As States Rush to Reopen, 224 Groups Urge USDOL to Clarify Misleading Guidance on Workers’ Right to Unemployment When Refusing to Return to Dangerous Workplaces

Following is a statement from Rebecca Dixon, executive director of the National Employment Law Project:

“Late yesterday, the National Employment Law Project (NELP) and 223 organizations issued a letter to the U.S. Department of Labor (DOL) calling on the agency to clarify its guidance on the federal laws that protect workers from losing their unemployment insurance (UI) or Pandemic Unemployment Assistance (PUA) benefits when they are called back to jobs that are unsafe due to COVID-19. The groups are urging DOL to aggressively enforce these workers’ right to refuse to return to workplaces that are hazardous to their health and well-being.

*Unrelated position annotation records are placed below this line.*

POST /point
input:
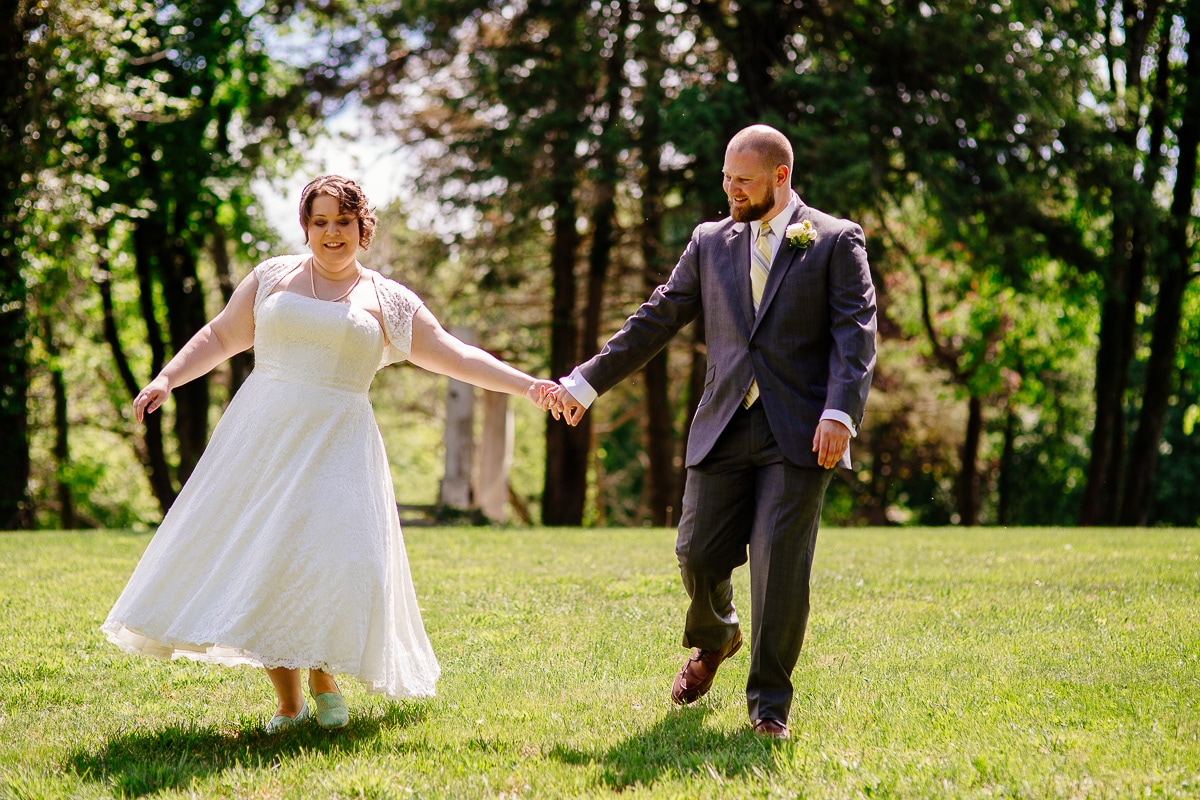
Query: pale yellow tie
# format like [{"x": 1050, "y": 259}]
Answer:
[{"x": 760, "y": 268}]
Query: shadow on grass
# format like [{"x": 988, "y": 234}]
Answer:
[
  {"x": 681, "y": 745},
  {"x": 138, "y": 763}
]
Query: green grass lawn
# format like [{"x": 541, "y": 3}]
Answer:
[{"x": 940, "y": 663}]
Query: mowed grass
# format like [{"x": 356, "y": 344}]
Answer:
[{"x": 940, "y": 663}]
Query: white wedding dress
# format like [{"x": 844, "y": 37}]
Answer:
[{"x": 283, "y": 548}]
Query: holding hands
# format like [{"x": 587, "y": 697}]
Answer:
[{"x": 563, "y": 405}]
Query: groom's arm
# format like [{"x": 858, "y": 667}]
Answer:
[{"x": 646, "y": 332}]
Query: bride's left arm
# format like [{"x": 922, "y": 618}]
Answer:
[{"x": 437, "y": 350}]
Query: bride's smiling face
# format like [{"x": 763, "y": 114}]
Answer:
[{"x": 333, "y": 234}]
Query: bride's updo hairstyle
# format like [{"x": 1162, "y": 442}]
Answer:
[{"x": 349, "y": 197}]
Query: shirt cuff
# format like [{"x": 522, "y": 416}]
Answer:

“As states begin to authorize businesses to reopen, and as some businesses take it upon themselves to reopen, governors have been threatening workers who refuse to return to work that they will lose their unemployment insurance. Indeed, just this week, DOL issued misleading guidance calling on employers to report to state UI agencies any workers who refuse to return to work. Yet, at no time since this pandemic hit has DOL issued guidance reinforcing the fact that under federal law, workers only have to return to jobs where the ‘prevailing conditions of work’—including health and safety conditions—are the same as before layoff; and that under Disaster Unemployment Assistance regulations applicable to the PUA program, workers have the right to refuse work that would ‘present an unusual risk to the health [and] safety’ of the worker.

“NELP urges all levels of government to protect the health and safety and economic stability of underpaid and unemployed workers amidst the current COVID-19 crisis and through the ensuing recovery, with efforts toward realizing long-term structural change. Black, Latinx, and Indigenous people are suffering disproportionate rates of layoffs, exposure to the virus, infection, and death related to COVID-19, as compared to white people, due to long-term structural racism, disinvestment, and unjust policy choices in health, labor, and the economy. Unless policymakers and government agencies use their power to issue strong guidance and enforce workers’ right to refuse to return to unsafe working conditions, individuals, families, communities, and most of all, women of color, will continue to suffer.

“We urge the DOL to move swiftly and assertively and make sure that workers, employers, and state UI agencies all know that no workers should return to jobs that will put their health and well-being at risk for fear of losing unemployment insurance.”